It’s early in the season but not too early to see a clear theme taking shape. The Clippers are legit and clearly the best basketball team that currently occupies the Staples Center. They’ve now run off four consecutive big wins against the Spurs, Grizzlies, Hawks and Heat, with the seven point margin over the Heat being the smallest margin in those four wins. Those previous four games, like last night against the Miami Heat, weren’t really all that close.
The most impressive part of the win streak is the types of teams they’re beating, matching up effectively with all of them. The Clippers can match the Spurs bench and versatility. They can match the Grizzlies superior size and strength inside. Last night they overpowered the small-ball heat with a dominating combination of size and quickness inside, depth off the bench and versatile perimeter play. Pick your style and this deep Clippers team can match it.
Last night was another impressive step in the evolution of Blake Griffin as a complete player. When his spot up jumper is falling he’s un-defendable. If the defender tries to come out and defend his jump shot he can easily blow past any four or five in the league. Try to cover him in the post? He can easily overpower smaller bigs like Chris Bosh. Try to cover him with Shane Battier? Good luck.
Beyond Griffin several others things stood out on the Clippers side yesterday, most notably the Clippers bench. Eric Bledsoe’s block on Dwyane Wade will make all the highlight reels and rightfully so. According to Twitter Lebron called Bledsoe “Little Lebron” following his performance. Highlight reel aside Bledsoe is quickly becoming a game-changing difference maker off the bench with his phenomenal athleticism and ability to get to the rim. He provides a perfect change of pace with Chris Paul, not giving teams any break when Paul gets a rest.
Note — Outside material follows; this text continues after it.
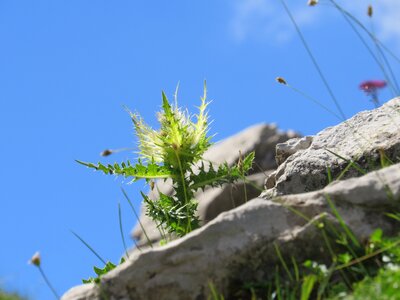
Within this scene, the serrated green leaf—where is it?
[76,160,171,180]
Bledsoe is just part of the story when it comes to the Clippers reserves. Matt Barnes and Jamal Crawford have stepped up huge in recent games. The Clippers second unit has a great balance of offensive threats (Crawford), defensive stoppers (Barnes) and size and strength (Ronny Turiaf and Ryan Hollins). Early on there were questions about how Del Negro would mold this unit together. The roles are now being clearly defined and the argument can be made that the Clippers are now the deepest team in basketball.
A couple of early losses aside when power ranking the west the argument has to be made that the Clippers are the top team. Of course it’s a long season and injuries can happen, with Griffin and Chris Paul both being somewhat injury prone in the past. Still, unforseen injury aside the Clippers are going to be a forced to be reckoned with and are real contenders—and the top team in LA. Hopefully the LA media will get off the Lakers soap opera a bit and realize the story that’s brewing in Clipperland.
As far as the Heat are concerned it’s not surprising they lost to the Clippers in LA, something they’ve done in all three years of the Lebron James Heat era. The fashion in which the Heat lost that has to concern Pat Riley and Erik Spoelstra. Like in Memphis and Houston on this current road trip the Heat displayed a lack of intensity on defense. The good thing for Heat fans is that the defensive intensity can be ratcheted up. The big factor that has to concern Heat Nation is the play of Dwayne Wade who just isn’t the same player. The second thing that jumped out is how another team was able to exploit the Heat’s “small ball”. Like Memphis earlier on the road trip it’s pretty clear that a team with dominant big men can exploit a lineup that sometimes employs Shane Battier at power forward. If Memphis or the Clippers find a way to get into the finals they could very well give the Heat quite a series.